Check internal consistency before returning the final result to the editor.

Input

  • VoiceMatchedSubtitle[]

Output

interface ValidationIssue {
  subtitleId: string;
  code:
    | 'low_confidence_transcript'
    | 'timing_overlap'
    | 'missing_tts_text'
    | 'voice_language_mismatch'
    | 'empty_translation';
  message: string;
  severity: 'warning' | 'error';
}

Rules

  • Do not rewrite content in this stage.
  • Report warnings and errors separately.
  • Only block final success on true contract failures, not soft quality warnings.

Data Model

Final subtitle shape

The editor should continue to receive SubtitlePipelineResult, but the result will now be built from staged outputs rather than a single provider response.
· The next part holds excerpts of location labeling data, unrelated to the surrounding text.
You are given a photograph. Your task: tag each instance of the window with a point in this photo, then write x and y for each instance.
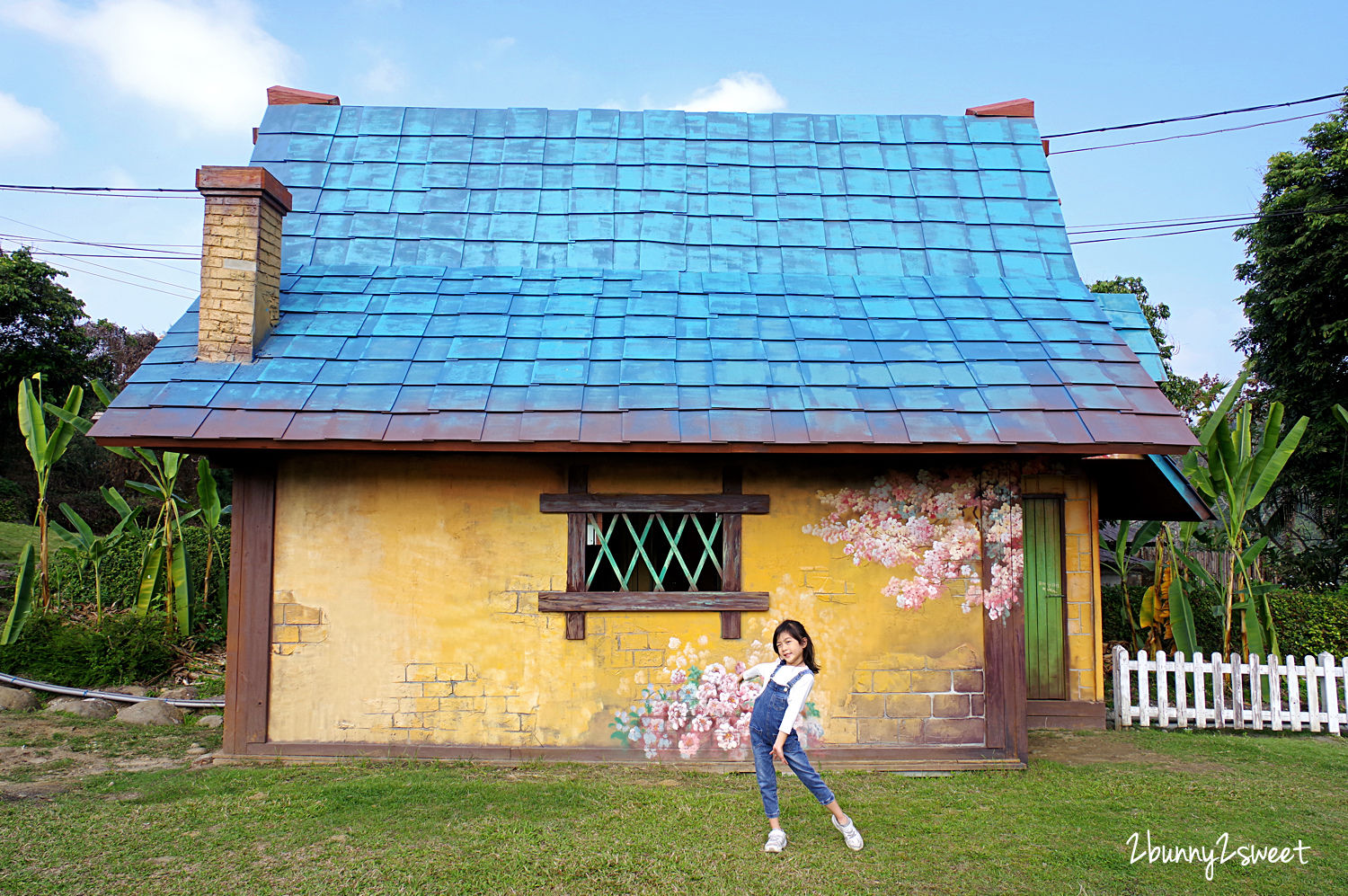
(652, 553)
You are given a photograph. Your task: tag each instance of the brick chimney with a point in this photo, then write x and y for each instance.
(240, 261)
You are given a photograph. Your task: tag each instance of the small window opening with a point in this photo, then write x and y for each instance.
(654, 553)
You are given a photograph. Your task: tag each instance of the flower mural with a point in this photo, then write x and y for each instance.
(698, 707)
(937, 523)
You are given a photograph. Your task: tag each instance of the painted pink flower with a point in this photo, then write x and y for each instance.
(676, 715)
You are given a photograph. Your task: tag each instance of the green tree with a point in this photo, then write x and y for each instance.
(1297, 337)
(40, 332)
(1193, 398)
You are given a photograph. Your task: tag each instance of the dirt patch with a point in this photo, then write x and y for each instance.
(34, 764)
(1091, 748)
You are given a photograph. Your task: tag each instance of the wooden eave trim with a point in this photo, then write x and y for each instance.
(197, 447)
(571, 502)
(650, 601)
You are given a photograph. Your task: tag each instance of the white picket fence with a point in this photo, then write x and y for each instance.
(1255, 693)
Existing final subtitle fields remain:

  • id
  • startTime
  • endTime
  • originalText
  • translatedText
  • ttsText
  • ttsLanguage
  • speaker
  • speakerId
  • confidence
  • voiceId

New metadata

Add optional pipeline metadata to the final result:

interface SubtitlePipelineDiagnostics {
  validationIssues?: ValidationIssue[];
  stageDurationsMs?: Partial<Record<'transcription' | 'segmentation' | 'translation' | 'voiceMatching' | 'validation', number>>;
}

This metadata is primarily for logging, debugging, and future review UI. The editor does not need to block on it.

Runtime Architecture

New server modules

Add stage-focused modules under a new folder:

  • src/server/subtitleStages/transcriptionStage.ts
  • src/server/subtitleStages/segmentationStage.ts
  • src/server/subtitleStages/translationStage.ts
  • src/server/subtitleStages/voiceMatchingStage.ts
  • src/server/subtitleStages/validationStage.ts

Add one orchestrator:

  • src/server/multiStageSubtitleGeneration.ts

Existing modules to adapt

Job Progress

The async job API should keep the same public contract but expose more precise stage labels:

  • transcribing
  • segmenting
  • translating
  • matching_voice
  • validating

This can be done either by extending SubtitleJobStage or mapping internal stage names back to the existing progress system.

Error Handling

Hard failures

  • unreadable video input
  • provider request failure
  • invalid stage output schema
  • no subtitles returned after transcription
  • no valid voiceId in Stage 4

These should fail the async job.

Soft warnings

  • low transcript confidence
  • suspected mistranscription
  • missing speaker gender
  • fallback default voice applied

These should be attached to diagnostics and surfaced later, but should not block the result.

Testing

Unit tests

  • Stage 1 prompt and parsing tests
  • Stage 2 segmentation behavior tests
  • Stage 3 translation contract tests
  • Stage 4 voice catalog matching tests
  • Stage 5 validation issue generation tests

Integration tests

  • full orchestration success path
  • transcription low-confidence warning path
  • translation failure path
  • voice mismatch validation path
  • async job progress updates across all five stages

Rollout Strategy

Phase 1

  • Add stage contracts and orchestrator behind the existing /generate-subtitles entry point.
  • Keep the final API shape stable.

Phase 2

  • Store validation issues in the result payload.
  • Surface review warnings in the editor.

Phase 3

  • Optionally swap Stage 1 to a stronger dedicated ASR service without changing translation, voice matching, or editor code.

Recommendation

Implement the 4+1 pipeline in the backend first, while keeping the current frontend contract stable. That gives immediate gains in debuggability and transcription discipline, and it creates a clean seam for future ASR upgrades.